Anyway, I was trying to think what to say in my final blog. I mean, what do all the rock-stars say on the last nights of their tours? Well, I saw The Spice Girls do their last ever gig in 2000 (Posh sang one line – bless her!). Oh, and I recently saw the closing night of the Glee UK tour at the O2 ( and OMG – The Warblers singing Teenage Dream and Kurt putting a ring on it: life don’t get much better than that!) Now I’m not sure either qualifies as strictly rock and roll but they were closing tour dates, and they both seemed to involve a lot of waving mobile phones in the air and the performers blubbing, ‘You’ve been a beautiful audience. We love you!’ and stuff like that.

So, I figured in the spirit of closing night schmaltz, I’d use my last blog to pay tribute to all the amazing people who inspired We Can be Heroes which is a bit icky and not very rock and roll, but there you have it.

So, first up have to be the three American teenagers who I featured in The Times article I wrote in 2008 about kids who had lost a parent in the 2001 Terrorist attacks http://women.timesonline.co.uk/tol/life_and_style/women/families/article4706754.ece the spoke so movingly about answer phone messages, not being able to remember a parent’s face anymore, anger at the media and 9/11 fatigue, but they also offered a message of hope which seems like a good place to end on. ‘After 9/11 happened, I remember saying: How am I ever gonna be happy?’ said Bridget whose father, a security guard in the World Trade Centre ran back into the building when he heard the explosion go off. ‘But I figured it’s by making other people happy. It’s by doing good deeds for other people. That’s how—that’s what makes me happy!’
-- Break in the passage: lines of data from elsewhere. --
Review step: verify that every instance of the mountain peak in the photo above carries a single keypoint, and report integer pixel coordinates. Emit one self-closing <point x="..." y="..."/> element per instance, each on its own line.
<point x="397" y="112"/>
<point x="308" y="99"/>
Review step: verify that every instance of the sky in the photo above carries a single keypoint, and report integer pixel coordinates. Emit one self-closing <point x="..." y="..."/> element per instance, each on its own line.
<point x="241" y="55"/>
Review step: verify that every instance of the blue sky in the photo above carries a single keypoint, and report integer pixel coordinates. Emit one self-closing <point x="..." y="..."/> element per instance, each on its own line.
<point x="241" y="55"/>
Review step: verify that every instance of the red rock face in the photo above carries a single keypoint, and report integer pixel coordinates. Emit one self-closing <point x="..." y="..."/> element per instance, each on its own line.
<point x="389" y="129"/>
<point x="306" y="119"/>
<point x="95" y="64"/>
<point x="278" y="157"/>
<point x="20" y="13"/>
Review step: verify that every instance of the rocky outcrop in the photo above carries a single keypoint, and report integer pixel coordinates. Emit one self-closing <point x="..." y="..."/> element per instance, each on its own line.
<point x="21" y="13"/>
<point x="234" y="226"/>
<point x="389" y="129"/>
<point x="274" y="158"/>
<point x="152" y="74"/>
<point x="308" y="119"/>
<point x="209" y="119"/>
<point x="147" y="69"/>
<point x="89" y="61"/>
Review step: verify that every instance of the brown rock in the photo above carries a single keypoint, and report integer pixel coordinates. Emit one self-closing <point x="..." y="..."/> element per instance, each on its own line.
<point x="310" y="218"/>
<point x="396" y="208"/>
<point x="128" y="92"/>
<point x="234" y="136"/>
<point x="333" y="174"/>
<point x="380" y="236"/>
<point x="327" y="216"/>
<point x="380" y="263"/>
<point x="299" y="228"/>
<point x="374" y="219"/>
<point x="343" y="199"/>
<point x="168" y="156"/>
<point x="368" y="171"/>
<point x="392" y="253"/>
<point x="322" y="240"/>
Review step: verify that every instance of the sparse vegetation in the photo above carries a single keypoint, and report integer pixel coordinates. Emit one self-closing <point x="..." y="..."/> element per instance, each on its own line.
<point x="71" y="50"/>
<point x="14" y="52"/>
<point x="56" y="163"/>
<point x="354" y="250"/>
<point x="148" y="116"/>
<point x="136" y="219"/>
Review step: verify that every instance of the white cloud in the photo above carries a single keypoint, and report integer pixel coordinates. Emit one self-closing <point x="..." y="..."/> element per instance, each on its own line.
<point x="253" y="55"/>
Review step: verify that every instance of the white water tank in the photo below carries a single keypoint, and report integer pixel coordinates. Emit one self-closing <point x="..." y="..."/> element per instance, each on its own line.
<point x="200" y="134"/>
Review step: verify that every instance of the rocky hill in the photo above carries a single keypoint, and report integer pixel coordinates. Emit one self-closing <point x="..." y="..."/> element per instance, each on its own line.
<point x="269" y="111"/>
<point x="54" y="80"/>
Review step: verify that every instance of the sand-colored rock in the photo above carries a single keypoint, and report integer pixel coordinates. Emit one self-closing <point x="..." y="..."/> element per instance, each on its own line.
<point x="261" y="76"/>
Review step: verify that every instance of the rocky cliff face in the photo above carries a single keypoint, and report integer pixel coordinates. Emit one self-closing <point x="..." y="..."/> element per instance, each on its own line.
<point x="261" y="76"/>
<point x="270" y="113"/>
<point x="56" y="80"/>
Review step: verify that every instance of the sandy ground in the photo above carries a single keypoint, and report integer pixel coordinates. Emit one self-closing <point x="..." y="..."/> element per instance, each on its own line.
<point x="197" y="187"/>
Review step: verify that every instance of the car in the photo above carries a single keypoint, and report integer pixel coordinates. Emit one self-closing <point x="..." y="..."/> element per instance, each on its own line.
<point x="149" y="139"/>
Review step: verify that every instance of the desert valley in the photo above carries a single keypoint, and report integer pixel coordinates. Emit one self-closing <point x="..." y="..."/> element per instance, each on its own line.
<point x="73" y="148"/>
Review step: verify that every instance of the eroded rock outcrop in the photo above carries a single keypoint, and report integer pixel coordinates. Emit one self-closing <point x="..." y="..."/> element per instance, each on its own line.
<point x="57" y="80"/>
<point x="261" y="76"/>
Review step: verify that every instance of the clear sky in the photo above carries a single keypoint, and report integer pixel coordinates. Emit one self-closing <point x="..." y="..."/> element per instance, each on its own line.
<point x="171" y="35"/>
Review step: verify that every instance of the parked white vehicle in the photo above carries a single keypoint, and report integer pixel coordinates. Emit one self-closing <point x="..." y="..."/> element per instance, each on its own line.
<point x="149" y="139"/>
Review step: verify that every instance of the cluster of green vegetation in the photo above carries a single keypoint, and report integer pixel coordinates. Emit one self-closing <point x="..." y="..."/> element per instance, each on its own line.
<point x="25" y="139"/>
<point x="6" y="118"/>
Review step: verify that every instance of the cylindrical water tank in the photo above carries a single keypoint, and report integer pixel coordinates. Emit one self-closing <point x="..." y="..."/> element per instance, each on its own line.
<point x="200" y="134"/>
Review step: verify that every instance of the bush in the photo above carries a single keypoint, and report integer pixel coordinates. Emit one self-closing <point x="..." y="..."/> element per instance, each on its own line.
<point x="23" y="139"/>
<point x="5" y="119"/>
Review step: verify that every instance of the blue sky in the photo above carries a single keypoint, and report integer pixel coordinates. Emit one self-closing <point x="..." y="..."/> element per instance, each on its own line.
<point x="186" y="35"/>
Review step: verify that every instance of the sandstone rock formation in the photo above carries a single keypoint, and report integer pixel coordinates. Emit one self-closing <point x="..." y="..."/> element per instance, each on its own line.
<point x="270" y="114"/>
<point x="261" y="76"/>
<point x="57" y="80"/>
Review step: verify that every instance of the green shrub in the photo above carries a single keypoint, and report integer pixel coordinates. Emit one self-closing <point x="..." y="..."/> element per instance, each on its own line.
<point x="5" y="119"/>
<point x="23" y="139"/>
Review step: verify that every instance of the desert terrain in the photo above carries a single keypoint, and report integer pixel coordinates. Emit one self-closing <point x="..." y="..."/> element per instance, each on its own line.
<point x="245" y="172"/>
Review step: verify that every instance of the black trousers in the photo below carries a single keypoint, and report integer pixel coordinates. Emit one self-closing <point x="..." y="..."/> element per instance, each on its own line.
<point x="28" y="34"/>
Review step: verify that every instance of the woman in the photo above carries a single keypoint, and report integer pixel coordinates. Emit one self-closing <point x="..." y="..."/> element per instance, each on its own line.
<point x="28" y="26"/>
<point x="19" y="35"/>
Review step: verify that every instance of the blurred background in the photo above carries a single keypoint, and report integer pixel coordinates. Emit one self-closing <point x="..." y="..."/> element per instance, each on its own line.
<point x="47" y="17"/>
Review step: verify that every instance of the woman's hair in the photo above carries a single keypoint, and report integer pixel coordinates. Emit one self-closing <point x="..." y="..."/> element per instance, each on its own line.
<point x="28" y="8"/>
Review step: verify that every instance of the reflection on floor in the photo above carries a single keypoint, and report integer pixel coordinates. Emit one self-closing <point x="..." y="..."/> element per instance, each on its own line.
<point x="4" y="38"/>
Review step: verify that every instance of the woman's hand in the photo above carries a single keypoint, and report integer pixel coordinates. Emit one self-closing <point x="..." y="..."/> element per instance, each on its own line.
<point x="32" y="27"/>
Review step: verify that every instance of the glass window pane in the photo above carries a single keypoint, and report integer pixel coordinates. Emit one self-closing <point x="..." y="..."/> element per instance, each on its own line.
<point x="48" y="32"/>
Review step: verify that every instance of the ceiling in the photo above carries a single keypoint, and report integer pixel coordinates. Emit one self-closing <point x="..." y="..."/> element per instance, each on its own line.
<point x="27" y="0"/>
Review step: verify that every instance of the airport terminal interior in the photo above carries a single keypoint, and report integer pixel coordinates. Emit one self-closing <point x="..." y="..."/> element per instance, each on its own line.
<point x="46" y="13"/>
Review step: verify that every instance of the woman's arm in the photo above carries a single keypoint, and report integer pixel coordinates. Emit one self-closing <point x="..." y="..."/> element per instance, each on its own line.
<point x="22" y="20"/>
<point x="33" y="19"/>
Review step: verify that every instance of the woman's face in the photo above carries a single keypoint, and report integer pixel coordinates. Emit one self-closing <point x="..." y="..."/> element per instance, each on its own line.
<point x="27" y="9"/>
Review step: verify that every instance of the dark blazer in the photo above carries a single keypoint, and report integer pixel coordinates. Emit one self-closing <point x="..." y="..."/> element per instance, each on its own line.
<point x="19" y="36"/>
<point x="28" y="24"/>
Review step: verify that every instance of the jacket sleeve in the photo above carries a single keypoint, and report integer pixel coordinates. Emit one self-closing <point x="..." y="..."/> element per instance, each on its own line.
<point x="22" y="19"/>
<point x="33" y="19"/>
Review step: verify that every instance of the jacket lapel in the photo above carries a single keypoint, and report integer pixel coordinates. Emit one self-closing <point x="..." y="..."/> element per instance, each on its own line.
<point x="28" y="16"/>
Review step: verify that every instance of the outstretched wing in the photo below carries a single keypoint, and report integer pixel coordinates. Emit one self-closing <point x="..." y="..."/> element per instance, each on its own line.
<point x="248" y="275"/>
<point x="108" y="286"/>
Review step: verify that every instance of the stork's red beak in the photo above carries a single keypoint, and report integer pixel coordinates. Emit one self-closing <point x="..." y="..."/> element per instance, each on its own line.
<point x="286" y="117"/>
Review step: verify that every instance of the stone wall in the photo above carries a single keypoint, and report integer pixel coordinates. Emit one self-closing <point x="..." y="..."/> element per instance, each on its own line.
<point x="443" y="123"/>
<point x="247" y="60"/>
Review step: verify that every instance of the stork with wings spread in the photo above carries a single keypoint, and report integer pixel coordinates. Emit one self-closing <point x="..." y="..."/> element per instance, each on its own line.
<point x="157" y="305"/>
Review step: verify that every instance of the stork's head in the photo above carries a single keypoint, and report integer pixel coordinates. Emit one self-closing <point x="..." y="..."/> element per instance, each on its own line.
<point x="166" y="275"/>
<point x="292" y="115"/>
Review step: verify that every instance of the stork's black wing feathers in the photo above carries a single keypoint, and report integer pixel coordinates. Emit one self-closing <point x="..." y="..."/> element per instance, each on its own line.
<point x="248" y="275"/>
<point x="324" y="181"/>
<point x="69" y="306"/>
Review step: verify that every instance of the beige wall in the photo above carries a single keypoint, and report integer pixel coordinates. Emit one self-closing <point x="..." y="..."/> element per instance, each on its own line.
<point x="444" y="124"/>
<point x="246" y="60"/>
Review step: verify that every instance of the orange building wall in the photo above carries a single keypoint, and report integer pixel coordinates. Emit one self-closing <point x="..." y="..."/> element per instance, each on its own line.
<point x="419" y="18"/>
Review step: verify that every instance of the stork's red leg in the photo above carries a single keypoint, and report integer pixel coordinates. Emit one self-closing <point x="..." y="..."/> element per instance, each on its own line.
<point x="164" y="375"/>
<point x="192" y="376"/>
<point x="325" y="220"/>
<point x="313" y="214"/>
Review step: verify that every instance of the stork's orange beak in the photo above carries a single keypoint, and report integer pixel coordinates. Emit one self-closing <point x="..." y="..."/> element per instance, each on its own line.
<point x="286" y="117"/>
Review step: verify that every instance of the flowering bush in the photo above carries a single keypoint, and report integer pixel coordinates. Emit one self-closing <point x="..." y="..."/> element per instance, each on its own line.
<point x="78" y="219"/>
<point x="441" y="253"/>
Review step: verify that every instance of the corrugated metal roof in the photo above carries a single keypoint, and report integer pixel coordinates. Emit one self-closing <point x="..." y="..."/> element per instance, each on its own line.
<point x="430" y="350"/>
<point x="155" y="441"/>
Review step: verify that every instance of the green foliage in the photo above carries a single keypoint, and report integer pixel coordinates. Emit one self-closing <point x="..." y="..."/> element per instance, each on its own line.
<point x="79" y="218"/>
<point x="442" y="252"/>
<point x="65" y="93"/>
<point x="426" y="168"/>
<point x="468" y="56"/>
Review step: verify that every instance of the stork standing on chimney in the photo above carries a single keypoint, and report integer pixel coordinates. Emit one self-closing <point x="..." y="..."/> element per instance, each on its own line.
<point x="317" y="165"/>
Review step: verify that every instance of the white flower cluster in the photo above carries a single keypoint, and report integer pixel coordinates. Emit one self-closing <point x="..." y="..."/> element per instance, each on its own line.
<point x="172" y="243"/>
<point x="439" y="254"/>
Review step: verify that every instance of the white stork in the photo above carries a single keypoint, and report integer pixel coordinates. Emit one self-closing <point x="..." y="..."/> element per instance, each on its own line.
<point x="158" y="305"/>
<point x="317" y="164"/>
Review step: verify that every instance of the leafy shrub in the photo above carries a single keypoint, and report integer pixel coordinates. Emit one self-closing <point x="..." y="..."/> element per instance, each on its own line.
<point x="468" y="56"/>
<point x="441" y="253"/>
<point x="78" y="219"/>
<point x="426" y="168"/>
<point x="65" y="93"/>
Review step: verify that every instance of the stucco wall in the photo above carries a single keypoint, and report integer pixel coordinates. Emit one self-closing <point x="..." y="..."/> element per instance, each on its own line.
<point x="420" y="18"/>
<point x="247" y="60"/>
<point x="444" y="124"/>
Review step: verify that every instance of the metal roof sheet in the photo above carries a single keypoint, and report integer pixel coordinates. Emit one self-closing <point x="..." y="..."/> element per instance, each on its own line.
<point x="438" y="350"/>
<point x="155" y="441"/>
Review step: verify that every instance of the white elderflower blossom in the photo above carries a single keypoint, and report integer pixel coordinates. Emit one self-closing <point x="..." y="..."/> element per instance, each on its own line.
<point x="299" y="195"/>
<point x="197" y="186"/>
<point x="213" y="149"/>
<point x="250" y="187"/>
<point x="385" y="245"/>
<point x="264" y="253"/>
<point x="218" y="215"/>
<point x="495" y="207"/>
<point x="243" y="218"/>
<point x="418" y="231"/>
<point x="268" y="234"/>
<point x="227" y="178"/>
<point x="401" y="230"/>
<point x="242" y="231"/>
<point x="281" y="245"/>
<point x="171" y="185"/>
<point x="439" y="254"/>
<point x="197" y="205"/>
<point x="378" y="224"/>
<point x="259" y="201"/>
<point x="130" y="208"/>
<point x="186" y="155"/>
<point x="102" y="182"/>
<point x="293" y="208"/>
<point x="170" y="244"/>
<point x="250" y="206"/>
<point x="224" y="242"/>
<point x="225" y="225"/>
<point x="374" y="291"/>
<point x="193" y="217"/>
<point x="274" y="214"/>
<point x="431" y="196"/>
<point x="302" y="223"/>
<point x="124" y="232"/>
Then there’s Martin Hart, the British boy whose father was killed in the 7 July London bombings and who I interviewed for the same article. ‘I still really struggle to forgive the people who killed my dad,’ he told me. ‘But those of us who have suffered at the hands of terrorists can play a really important role in shaping the future of the world and helping to overcome terrorism. We have to be better than the terrorists – it’s as simple as that.’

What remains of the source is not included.